A Nigerian man working for an American pharmaceutical company is kidnapped in Mexico by a drug cartel. Maybe.

The trailers for Gringo suggested a Nigerian man named Harold, low on money, would be running an errand for his bosses and find himself kidnapped in Mexico by a drug cartel.

That’s not quite what happened.  Was what happened any good?

Harold Soyinka (David Olyelowo) is a nice guy, but he’s broke.  Why?  His wife (Thandie Newton) spends all their money and then some, and he’s got nothing to speak of.  He’s a mid-level guy for a large pharmaceutical giant working as a go-between for the company’s Chicago home base and a manufacturing plant in Mexico.  He hears a rumor that his friend and boss Richard (Joel Edgerton) may be going for a merger with another company that will leave many employees fired, and both Richard and another executive named Elaine (Charlize Theron) are going with Harold for his latest trip south of the border.  Their next big release is a medical marijuana pill, and the only reason Harold’s bosses are going is to tell the plant manager to cut off the local drug cartel since the company doesn’t need their money anymore.  That…clearly is not a good idea.
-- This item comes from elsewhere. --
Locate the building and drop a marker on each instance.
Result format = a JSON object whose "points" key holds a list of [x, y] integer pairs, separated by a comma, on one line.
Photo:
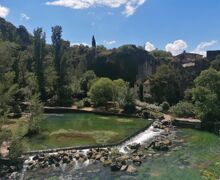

However, a suspicious Harold manages to learn that not only is he going to be fired by his “good friend” Richard, but his wife is having an affair and leaving him.  It isn’t a surprise who she is sleeping with.  Harold has lived his whole life playing by the rules, and it has gotten him nothing.

So, what if he faked his own kidnapping to get some ransom money?

What follows is a movie that tracks Harold as he moves through Mexico, the real cartel that actually is looking to get him for their own purposes, and Richard’s general reluctance to pay the ransom.  And then there’s a lot of stuff involving Elaine and Richard and the merger.  Truth be told, had the movie stayed with Harold for the entire run time, this might have made for a better movie.  The merger stuff, along with Richard and Elaine’s personal relationships with each other and other people, felt like real distractions.  Olyelowo gave a fairly winning comedic performance as a guy who was starting to realize how much the world crapped on him for no good reason, finally trying to get some of his own back.  There’s another subplot involving a young tourist looking to smuggle drugs across the border that wastes Amanda Seyfried as the innocent girlfriend who doesn’t know what her sketchy boyfriend is actually doing in Mexico, and Sharlto Copley has a nice turn as Richard’s ex-mercenary brother Mitch who wants to turn over a new leaf and do good in the world before his penny-pinching brother sends him to Mexico.  But really, too many plots that don’t add up to much when all is said and done, and a lot of jokes that were probably funnier on paper than they were in performance.  6.5 out of 10 animal allegories.